Selon la porte-parole, la crise sanitaire rend la situation encore plus complexe et augmente la charge de travail. "Avec les mesures sanitaires, il faut aussi quatre à six fois plus de temps pour enregistrer chaque passager. Dans les horaires de vol, on doit également tenir compte de la campagne de vaccination de nos équipages. Les membres du personnel qui se font vacciner ne peuvent voler le jour de leur injection ni les deux jours suivants."
“Que vaudra encore Brussels Airlines ?”
Un point de vue que ne partage pas vraiment Luc Martin. "La vaccination a bon dos. Il y a un vrai manque de personnel de manière structurelle et nous demandons des engagements supplémentaires".

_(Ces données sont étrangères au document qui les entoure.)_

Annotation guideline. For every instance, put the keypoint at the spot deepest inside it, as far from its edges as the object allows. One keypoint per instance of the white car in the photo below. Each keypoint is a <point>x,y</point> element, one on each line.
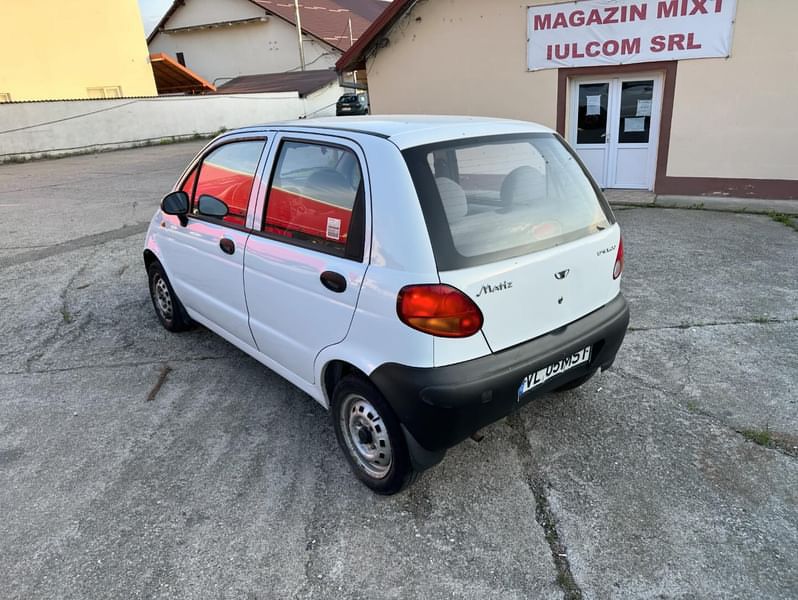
<point>421,277</point>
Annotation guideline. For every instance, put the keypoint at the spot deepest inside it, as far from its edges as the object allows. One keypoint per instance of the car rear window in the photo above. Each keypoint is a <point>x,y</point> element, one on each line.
<point>491,198</point>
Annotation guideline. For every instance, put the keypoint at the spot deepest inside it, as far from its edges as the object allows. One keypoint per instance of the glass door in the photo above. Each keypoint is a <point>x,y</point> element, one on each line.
<point>615,129</point>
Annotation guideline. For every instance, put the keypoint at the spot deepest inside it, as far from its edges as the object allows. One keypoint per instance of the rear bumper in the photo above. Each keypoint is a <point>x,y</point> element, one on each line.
<point>441,406</point>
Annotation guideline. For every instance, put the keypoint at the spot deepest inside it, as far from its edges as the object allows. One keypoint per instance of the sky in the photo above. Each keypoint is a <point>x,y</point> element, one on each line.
<point>152,11</point>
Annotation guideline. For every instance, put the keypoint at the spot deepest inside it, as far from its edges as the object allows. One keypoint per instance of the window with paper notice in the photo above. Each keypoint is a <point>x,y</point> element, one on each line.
<point>636,103</point>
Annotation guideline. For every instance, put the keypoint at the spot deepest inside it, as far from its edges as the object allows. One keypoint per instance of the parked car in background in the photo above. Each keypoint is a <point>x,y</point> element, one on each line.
<point>420,277</point>
<point>352,104</point>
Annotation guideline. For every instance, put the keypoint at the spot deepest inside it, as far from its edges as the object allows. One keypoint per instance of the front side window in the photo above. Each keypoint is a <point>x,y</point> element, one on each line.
<point>316,199</point>
<point>227,174</point>
<point>492,198</point>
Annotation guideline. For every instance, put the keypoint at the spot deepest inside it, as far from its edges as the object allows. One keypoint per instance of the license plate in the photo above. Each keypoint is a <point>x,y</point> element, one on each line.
<point>541,376</point>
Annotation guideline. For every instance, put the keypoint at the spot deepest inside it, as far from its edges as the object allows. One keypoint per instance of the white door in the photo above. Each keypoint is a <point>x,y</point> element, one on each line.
<point>615,129</point>
<point>307,255</point>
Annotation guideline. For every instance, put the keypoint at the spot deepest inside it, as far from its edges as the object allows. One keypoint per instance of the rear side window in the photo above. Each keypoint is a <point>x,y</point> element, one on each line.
<point>227,174</point>
<point>493,198</point>
<point>316,199</point>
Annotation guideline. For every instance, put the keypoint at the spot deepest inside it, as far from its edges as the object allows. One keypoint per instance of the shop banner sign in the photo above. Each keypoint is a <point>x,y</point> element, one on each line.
<point>618,32</point>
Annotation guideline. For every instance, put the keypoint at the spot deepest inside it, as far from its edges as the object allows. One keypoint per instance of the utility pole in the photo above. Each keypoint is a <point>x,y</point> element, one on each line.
<point>352,43</point>
<point>299,33</point>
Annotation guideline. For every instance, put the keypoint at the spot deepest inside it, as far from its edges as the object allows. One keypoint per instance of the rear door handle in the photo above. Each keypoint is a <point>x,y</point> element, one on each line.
<point>333,281</point>
<point>227,245</point>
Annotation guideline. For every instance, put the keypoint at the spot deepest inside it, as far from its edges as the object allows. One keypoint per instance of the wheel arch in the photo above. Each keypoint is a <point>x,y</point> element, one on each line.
<point>149,258</point>
<point>332,372</point>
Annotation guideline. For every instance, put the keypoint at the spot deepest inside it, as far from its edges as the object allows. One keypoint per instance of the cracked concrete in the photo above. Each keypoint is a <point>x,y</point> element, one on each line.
<point>229,483</point>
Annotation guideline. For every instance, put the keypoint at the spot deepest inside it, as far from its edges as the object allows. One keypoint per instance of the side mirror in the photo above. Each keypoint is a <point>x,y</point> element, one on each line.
<point>210,206</point>
<point>176,204</point>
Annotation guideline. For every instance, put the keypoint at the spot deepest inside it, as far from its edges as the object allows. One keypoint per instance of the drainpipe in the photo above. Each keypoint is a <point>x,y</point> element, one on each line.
<point>299,33</point>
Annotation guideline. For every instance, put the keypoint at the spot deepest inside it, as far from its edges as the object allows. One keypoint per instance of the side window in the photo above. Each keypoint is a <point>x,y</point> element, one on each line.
<point>188,184</point>
<point>317,199</point>
<point>227,173</point>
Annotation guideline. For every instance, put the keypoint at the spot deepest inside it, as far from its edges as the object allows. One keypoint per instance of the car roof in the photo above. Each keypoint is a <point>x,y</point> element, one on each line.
<point>407,131</point>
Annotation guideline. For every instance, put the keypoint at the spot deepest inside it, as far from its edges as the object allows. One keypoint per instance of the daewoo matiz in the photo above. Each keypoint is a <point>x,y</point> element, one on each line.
<point>421,277</point>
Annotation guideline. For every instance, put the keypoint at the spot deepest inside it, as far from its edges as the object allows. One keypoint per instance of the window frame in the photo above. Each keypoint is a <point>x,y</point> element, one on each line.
<point>359,211</point>
<point>196,166</point>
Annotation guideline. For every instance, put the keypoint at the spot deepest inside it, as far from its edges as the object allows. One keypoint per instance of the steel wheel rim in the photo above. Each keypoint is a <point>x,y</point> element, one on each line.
<point>366,436</point>
<point>162,297</point>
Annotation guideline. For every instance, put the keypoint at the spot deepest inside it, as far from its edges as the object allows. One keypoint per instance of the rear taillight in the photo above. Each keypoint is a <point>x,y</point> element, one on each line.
<point>439,310</point>
<point>618,268</point>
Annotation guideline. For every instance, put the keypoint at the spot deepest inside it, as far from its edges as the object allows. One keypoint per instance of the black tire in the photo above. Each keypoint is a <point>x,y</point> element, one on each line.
<point>170,311</point>
<point>369,434</point>
<point>572,385</point>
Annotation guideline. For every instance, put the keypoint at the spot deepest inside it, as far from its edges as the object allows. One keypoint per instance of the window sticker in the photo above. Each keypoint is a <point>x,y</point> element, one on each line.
<point>333,228</point>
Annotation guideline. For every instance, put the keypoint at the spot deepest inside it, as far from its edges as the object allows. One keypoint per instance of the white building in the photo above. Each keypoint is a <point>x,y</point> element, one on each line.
<point>690,97</point>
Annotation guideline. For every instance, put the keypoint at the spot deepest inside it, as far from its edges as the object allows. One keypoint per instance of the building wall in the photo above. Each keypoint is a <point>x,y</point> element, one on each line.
<point>53,49</point>
<point>732,118</point>
<point>736,118</point>
<point>219,54</point>
<point>461,57</point>
<point>31,129</point>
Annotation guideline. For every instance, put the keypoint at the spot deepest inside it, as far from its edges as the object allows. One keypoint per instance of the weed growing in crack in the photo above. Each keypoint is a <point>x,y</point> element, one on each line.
<point>761,437</point>
<point>787,220</point>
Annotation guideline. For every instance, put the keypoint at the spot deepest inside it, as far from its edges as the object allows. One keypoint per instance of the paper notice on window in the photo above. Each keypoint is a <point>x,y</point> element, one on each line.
<point>593,106</point>
<point>333,228</point>
<point>634,124</point>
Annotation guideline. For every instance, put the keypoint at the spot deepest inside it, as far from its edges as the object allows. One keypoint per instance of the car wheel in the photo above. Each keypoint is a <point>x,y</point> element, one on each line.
<point>571,385</point>
<point>369,433</point>
<point>170,310</point>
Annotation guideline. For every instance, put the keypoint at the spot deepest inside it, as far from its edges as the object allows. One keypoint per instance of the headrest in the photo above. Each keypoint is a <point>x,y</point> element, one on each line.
<point>524,185</point>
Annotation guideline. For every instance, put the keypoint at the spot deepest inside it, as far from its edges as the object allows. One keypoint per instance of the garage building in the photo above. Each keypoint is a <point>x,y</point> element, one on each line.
<point>682,97</point>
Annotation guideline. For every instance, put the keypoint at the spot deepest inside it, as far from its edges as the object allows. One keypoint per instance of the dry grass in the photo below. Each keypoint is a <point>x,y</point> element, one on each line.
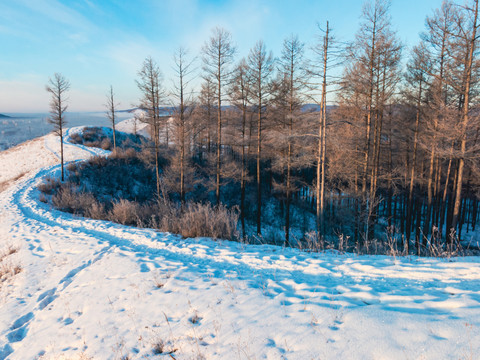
<point>8,266</point>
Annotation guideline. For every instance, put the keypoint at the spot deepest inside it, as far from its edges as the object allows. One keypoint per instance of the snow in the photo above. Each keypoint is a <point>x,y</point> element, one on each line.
<point>94,289</point>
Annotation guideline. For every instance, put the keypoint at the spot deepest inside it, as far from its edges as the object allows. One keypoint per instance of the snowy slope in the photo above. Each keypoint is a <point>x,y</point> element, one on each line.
<point>93,289</point>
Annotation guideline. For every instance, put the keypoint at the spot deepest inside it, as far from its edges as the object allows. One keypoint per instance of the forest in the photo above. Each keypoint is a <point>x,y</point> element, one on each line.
<point>365,143</point>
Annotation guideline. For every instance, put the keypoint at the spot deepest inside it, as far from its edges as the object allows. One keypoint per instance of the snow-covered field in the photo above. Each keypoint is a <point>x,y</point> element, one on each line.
<point>93,289</point>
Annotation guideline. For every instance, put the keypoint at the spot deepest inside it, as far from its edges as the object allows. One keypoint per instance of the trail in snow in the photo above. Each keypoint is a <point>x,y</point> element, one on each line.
<point>108,290</point>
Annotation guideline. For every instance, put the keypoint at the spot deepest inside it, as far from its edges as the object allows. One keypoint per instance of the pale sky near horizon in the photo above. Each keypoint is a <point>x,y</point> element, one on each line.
<point>96,43</point>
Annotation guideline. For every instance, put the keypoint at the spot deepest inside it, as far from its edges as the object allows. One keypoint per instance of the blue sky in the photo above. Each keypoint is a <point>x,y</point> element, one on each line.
<point>96,43</point>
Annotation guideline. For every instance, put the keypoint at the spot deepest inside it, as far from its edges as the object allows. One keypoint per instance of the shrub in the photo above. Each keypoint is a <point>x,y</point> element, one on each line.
<point>208,221</point>
<point>124,212</point>
<point>67,198</point>
<point>48,185</point>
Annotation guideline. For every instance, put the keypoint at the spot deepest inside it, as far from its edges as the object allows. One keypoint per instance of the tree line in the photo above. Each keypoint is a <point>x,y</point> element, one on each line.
<point>393,154</point>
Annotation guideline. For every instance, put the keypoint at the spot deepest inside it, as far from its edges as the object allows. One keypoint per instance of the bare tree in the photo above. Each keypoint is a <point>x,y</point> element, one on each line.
<point>260,65</point>
<point>294,76</point>
<point>217,57</point>
<point>111,106</point>
<point>240,95</point>
<point>57,87</point>
<point>150,84</point>
<point>183,109</point>
<point>468,54</point>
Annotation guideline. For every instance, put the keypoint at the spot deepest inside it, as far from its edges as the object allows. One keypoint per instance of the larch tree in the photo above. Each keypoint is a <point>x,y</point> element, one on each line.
<point>150,84</point>
<point>261,65</point>
<point>183,67</point>
<point>240,98</point>
<point>112,106</point>
<point>217,56</point>
<point>294,75</point>
<point>467,43</point>
<point>370,79</point>
<point>58,87</point>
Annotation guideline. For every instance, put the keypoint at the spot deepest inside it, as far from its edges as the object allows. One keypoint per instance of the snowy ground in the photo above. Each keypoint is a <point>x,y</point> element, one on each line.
<point>93,289</point>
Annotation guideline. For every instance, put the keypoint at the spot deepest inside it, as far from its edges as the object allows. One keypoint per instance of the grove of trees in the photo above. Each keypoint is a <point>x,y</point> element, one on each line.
<point>365,140</point>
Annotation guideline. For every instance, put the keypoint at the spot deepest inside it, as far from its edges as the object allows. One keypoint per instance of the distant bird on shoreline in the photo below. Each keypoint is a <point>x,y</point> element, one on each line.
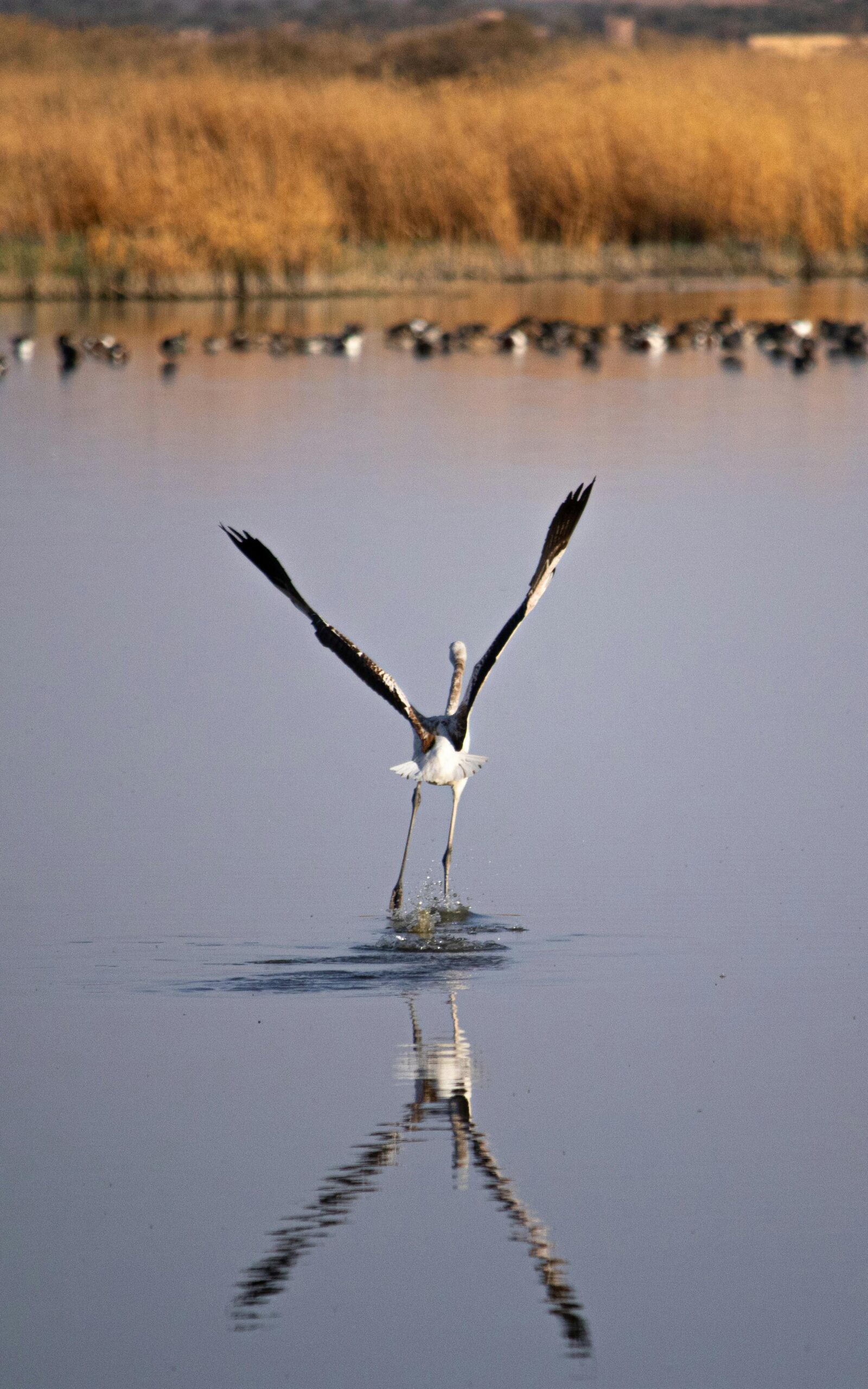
<point>70,355</point>
<point>441,747</point>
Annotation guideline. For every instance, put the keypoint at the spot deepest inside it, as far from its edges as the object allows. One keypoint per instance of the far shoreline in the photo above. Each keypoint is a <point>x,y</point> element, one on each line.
<point>381,271</point>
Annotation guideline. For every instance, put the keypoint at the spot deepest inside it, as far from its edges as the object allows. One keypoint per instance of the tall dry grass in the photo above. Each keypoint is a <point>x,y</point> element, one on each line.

Le délégué s'inquiète aussi de l'avenir de la compagnie belge, sauvée l'été dernier via un prêt de 290 millions d'euros de l'État belge. "J'ai connu la faillite de la Sabena en 2001 et j'ai l'impression de revivre la même situation, développe notre interlocuteur. On voit que de plus en plus de services de Brussels Airlines sont déplacés à l'étranger, comme si l'on voulait faire de la compagnie belge une coquille vide." Et M. Martin de rappeler l'une des clauses de l'accord de sauvetage. "Si Brussels Airlines n'arrive pas à rembourser l'État belge, ce dernier pourra entrer dans le capital de la compagnie, au détriment de la maison-mère Lufthansa. Mais que vaudra encore Brussels Airlines ? Les administrateurs belges feraient bien de s'inquiéter de la situation". La direction et les syndicats ont prévu de se rencontrer ce mardi. En cas de non-accord, des actions allant jusqu'à la grève pourraient avoir lieu.